Once Dr. Xu’s team has a relatively stable design version, they move to the evaluation stage. At the evaluation stage, the team engages in Tier 1 evidence-building activities – working with a larger pool of hundreds of multilingual students – to evaluate whether the interactive videos incorporating intelligent tutors enhance students’ understanding of scientific concepts.
These evaluations are typically carried out using experimental methods, particularly randomized controlled trials. For example, in one evaluation, students were randomly divided into two groups: one group watched STEM educational videos in the interactive format accompanied by the intelligent tutor, while the other group watched the videos in their original, non-interactive format. The team then compared students’ understanding of scientific concepts presented in the videos across the two formats.
Dr.
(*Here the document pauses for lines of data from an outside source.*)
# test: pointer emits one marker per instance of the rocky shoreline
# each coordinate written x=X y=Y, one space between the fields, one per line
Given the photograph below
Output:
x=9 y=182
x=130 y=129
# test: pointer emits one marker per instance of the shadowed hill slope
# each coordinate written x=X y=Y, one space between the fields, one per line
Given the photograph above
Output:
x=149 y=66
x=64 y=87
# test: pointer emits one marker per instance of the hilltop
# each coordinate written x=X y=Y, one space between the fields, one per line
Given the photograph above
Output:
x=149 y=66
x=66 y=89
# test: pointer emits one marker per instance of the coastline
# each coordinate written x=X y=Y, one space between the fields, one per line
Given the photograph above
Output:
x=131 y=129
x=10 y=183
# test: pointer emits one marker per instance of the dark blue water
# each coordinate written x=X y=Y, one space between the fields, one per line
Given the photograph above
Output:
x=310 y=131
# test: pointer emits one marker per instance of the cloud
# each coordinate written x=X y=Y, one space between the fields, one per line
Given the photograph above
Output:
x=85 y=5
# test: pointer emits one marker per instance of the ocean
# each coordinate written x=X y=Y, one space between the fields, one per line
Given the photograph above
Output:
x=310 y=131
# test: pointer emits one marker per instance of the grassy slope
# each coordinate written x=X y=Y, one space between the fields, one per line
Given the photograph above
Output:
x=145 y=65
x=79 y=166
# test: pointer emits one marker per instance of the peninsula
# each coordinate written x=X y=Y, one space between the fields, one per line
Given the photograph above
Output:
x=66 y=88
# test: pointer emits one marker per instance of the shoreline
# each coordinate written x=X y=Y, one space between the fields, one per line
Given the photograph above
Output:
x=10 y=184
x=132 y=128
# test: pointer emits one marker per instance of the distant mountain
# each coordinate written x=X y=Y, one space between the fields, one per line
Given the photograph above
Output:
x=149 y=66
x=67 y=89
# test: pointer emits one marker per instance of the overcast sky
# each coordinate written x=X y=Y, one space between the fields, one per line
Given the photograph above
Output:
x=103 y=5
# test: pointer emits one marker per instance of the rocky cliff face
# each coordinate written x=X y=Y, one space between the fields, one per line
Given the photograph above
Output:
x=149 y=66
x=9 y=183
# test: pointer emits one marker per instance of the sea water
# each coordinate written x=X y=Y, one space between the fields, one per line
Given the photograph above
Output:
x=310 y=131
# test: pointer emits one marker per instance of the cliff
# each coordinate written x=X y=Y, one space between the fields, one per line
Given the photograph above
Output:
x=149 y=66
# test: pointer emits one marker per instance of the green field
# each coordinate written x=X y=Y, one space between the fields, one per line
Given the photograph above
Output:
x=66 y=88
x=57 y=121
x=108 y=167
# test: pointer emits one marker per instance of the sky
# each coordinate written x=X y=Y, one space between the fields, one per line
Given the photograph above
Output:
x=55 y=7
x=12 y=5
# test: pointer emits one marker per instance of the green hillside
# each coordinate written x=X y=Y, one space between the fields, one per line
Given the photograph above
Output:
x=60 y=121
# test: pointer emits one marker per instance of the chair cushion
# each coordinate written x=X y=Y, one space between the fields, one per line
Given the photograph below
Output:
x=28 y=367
Xu’s team have found that students who engage with STEM educational content using interactive intelligent tutors perform better than those who engage by watching non-interactive video versions of the content.
While these findings provide some evidence of how the interactive videos improve students’ learning, Dr. Xu closed with the caveat that positive results from multiple studies are needed to claim a strong evidence-base. As such, her team is working to replicate these studies with students from diverse multilingual and socioeconomic backgrounds in different contexts to ascertain if the same outcomes can be replicated.
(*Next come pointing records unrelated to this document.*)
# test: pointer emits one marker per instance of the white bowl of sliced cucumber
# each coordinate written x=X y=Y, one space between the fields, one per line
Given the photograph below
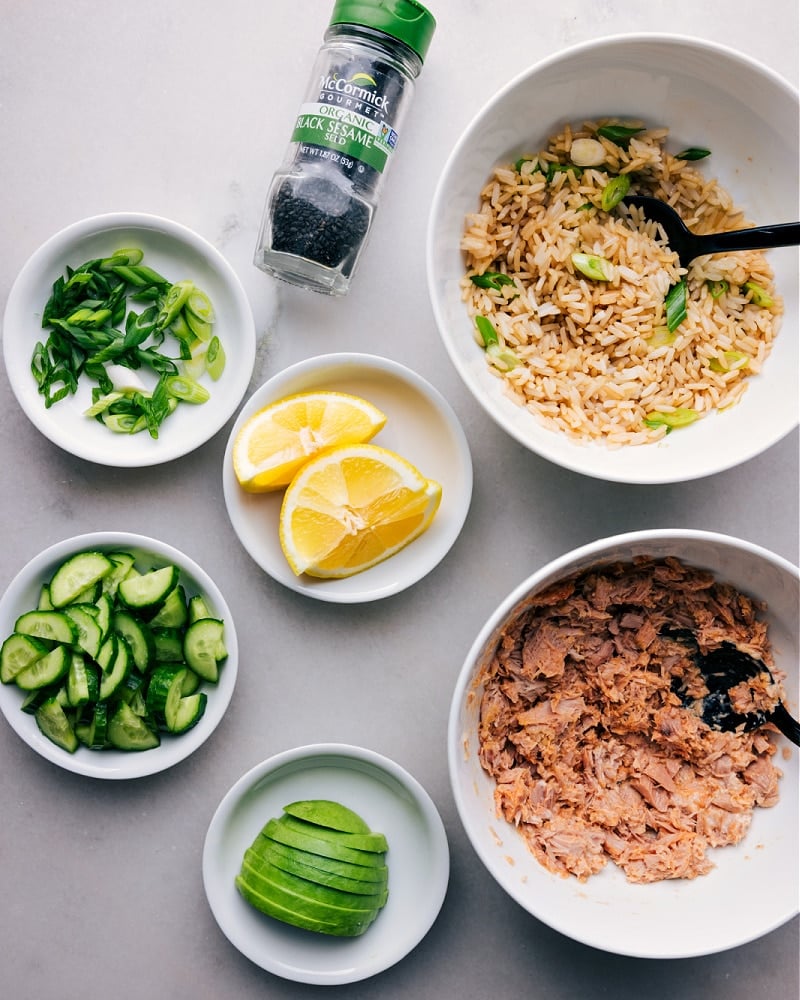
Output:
x=119 y=655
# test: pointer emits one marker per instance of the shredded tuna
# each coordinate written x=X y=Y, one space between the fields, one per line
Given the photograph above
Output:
x=595 y=754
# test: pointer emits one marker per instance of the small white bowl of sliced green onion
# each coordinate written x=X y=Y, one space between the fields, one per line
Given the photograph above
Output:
x=119 y=655
x=128 y=339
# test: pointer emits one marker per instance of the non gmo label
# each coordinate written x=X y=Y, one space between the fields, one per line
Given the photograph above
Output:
x=348 y=132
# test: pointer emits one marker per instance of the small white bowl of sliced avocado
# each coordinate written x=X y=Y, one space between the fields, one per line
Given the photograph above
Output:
x=326 y=864
x=119 y=655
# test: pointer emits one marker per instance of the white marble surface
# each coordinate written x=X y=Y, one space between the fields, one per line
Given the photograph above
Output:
x=183 y=109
Recognizing the inherent challenges for individual research groups undertaking such wide-ranging research, Dr. Xu emphasized the need for Open Science, a set of principles and practices that aim to make scientific research from all fields accessible to all:
We advocate for Open Science and share the source code of our program, and also the anonymized research data. This will allow other research groups to contribute to the evidence-building process collectively.
The ultimate goal of these replication efforts via Open Science practices is to bring to fruition evidence-based integration of cutting-edge natural language processing (NLP) technologies into children’s STEM media in a manner that allows children to interact with educational media in meaningful and educationally beneficial ways.